Industry association the Russian Association of Cryptoeconomics, Artificial Intelligence and Blockchain recently said it was working with government authorities to launch a project to attract crypto mining operations to the nation.
RACIB said Russia had plentiful excess electricity, amounting to more than 50% of installed generating capacity in some parts of the country. Its cold climate and high levels of energy efficiency would also add to the allure of Russia among crypto miners, the statement said.
Russia’s renewable energy sources could also be a draw. One of the association’s working groups has been developing an eco-mining project that is seeking to build mining farms powered by green electricity.
RACIB said the working group was exploring the option of new electricity sources, such as wind power generation, in addition to hydropower and nuclear energy, which make up about 40% of the country’s total energy mix.
The association’s move comes as China continues to tighten the screws on its crypto mining sector. Just last week, a local news outlet in the eastern Chinese province of Anhui reported that the provincial government was planning to carry out a sweeping campaign to curb crypto mining.
Anhui’s squeeze on crypto mining would follow similar clampdowns elsewhere in China, including former Bitcoin-mining hubs Inner Mongolia, Xinjiang, Qinghai, Yunnan and Sichuan.
Some Chinese miners are already eyeing Russia. The9 Limited, a Nasdaq-listed online game operator based in China that pivoted its business to crypto mining earlier this year, last week announced that it had signed a crypto mining hosting agreement through a wholly-owned unit with BitRiver, a Russian crypto mining company.

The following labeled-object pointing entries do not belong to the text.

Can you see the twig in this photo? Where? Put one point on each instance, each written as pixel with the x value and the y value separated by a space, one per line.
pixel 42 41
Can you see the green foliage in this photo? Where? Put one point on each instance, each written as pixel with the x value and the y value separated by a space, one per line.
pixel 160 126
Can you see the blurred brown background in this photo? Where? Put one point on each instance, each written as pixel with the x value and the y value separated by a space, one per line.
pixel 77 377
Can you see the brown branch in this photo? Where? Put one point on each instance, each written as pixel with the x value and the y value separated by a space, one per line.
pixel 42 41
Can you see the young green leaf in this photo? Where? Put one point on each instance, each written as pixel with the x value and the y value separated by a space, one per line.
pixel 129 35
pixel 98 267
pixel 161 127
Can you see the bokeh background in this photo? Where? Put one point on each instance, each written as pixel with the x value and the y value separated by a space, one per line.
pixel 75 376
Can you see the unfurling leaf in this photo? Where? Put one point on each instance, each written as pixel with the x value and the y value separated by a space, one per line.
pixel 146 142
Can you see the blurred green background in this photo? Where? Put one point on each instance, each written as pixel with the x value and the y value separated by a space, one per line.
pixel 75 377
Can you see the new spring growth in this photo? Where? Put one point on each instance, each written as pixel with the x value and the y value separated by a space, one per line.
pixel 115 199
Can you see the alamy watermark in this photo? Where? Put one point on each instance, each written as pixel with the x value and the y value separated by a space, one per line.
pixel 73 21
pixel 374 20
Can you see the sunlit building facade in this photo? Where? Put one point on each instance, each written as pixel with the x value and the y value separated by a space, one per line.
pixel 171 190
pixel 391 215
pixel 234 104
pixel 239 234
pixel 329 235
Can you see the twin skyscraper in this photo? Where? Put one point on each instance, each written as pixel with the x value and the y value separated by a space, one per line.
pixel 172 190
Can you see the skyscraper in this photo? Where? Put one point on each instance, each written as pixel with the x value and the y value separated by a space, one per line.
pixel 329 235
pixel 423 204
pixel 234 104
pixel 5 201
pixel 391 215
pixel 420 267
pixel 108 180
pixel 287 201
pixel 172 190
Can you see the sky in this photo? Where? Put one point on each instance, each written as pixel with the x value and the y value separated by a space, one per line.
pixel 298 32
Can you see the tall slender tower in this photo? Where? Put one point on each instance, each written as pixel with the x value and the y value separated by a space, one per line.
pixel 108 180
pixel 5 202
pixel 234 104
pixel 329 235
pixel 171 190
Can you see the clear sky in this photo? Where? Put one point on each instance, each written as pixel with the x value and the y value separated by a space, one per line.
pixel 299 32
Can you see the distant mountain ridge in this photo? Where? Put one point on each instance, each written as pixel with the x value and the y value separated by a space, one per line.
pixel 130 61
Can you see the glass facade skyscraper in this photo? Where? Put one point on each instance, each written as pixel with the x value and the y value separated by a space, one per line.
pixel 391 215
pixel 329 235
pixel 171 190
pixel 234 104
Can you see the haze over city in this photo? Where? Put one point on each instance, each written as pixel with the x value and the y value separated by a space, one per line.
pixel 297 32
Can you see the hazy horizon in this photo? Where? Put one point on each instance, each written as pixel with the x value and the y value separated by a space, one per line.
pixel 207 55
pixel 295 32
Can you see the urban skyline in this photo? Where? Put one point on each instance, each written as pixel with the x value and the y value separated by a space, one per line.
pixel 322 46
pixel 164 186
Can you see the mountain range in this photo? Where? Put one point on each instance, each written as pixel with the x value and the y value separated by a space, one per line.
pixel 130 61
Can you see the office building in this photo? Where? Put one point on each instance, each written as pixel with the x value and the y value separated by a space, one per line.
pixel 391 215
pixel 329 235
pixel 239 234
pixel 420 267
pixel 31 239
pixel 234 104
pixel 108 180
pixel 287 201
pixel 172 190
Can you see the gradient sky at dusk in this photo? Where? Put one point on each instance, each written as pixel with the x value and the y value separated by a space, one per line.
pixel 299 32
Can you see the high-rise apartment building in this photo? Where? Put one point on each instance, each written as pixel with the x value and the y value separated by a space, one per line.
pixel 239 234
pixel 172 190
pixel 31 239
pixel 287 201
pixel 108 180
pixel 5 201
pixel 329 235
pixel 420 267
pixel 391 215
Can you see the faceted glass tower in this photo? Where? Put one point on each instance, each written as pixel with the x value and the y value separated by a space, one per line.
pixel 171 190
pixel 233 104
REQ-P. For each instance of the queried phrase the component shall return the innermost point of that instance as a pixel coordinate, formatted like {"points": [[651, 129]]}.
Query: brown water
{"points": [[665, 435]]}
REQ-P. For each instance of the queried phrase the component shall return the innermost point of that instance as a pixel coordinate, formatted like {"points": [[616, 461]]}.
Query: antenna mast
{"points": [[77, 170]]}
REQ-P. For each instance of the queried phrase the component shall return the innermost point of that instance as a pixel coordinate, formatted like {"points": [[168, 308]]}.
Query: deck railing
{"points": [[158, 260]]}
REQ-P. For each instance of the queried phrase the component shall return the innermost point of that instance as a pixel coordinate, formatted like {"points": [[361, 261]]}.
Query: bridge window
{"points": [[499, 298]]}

The9 entered into a two-year contract with BitRiver, under which the Russian firm is set to reserve 15 megawatts of power capacity for The9’s Bitcoin mining machine deployment. Headquartered in Moscow, BitRiver uses surplus hydroelectric power to operate data centers, and the designated facility for The9’s Bitcoin mining machines has an initial total power supply capacity of 300MW.
In April, Russia was among the top five countries by share of Bitcoin hashrate, recording about 6.8% of hashrate globally, according to the latest data from the Cambridge Centre for Alternative Finance. China held a share of about 46% in April, while the U.S. had 16.8%, up from only 7.2% in April last year.
Meanwhile, Kazakhstan’s hashrate share has grown. The country accounted for 8.2% of Bitcoin’s global hashrate in April, up from 6.2% in the same period last year, according to the data.